Haiwei Chen1, Lei Guo1, Mingyan Li1, Chunyi Liu1, Shanshan Shan1, Yaohui Wang2, Ewald Weber1, Feng Liu1, and Stuart Crozier 1
1the University of Queensland, Brisbane, Australia, 2South China University of Technology, Guangzhou, China
Synopsis
A novel RF shield using metamaterial absorber was designed
for 9.4 T MRI. This new design focuses on improving the transmit efficiency of RF
coils and reducing the Specific Absorption Rate (SAR) in the subject. A new
layered unit cell structure of metamaterial absorber was used for constructing
the RF shield.
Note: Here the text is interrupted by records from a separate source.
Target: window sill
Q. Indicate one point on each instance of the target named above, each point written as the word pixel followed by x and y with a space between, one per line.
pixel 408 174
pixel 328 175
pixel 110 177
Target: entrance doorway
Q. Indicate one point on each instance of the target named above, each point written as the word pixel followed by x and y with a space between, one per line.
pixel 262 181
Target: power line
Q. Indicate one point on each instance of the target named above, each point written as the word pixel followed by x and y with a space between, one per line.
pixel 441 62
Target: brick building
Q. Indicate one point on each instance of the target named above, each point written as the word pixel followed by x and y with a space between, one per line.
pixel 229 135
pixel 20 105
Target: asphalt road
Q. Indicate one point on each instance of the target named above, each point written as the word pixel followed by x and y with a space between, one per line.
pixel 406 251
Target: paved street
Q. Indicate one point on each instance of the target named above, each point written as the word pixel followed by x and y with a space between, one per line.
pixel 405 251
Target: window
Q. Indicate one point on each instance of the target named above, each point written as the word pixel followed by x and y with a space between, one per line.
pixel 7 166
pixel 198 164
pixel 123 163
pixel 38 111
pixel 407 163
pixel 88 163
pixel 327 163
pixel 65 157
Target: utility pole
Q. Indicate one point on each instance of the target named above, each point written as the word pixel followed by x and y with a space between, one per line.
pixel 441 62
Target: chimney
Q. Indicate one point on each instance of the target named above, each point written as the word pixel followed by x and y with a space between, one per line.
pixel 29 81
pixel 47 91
Full-wave simulation results were presented and compared with a
conventional copper RF shield; the results suggest that the proposed structure could
achieve improved imaging performance.
Introduction
An RF shield is essential to prevent the RF field
interfering with other system components during image acquisition1.
Conventional RF shields are normally made of slotted copper sheets; the induced
surface currents on the shield can reduce the efficiency of RF coils. In recent
years, metamaterials have been intensively studied and applied to various areas
because of their exotic electromagnetic properties, such as negative
permeability and permittivity, which cannot be achieved by natural materials2.
One class of metamaterials, the metamaterial perfect absorber (MPA) is capable
of achieving near unity absorbance for the incident electromagnetic (EM) waves3.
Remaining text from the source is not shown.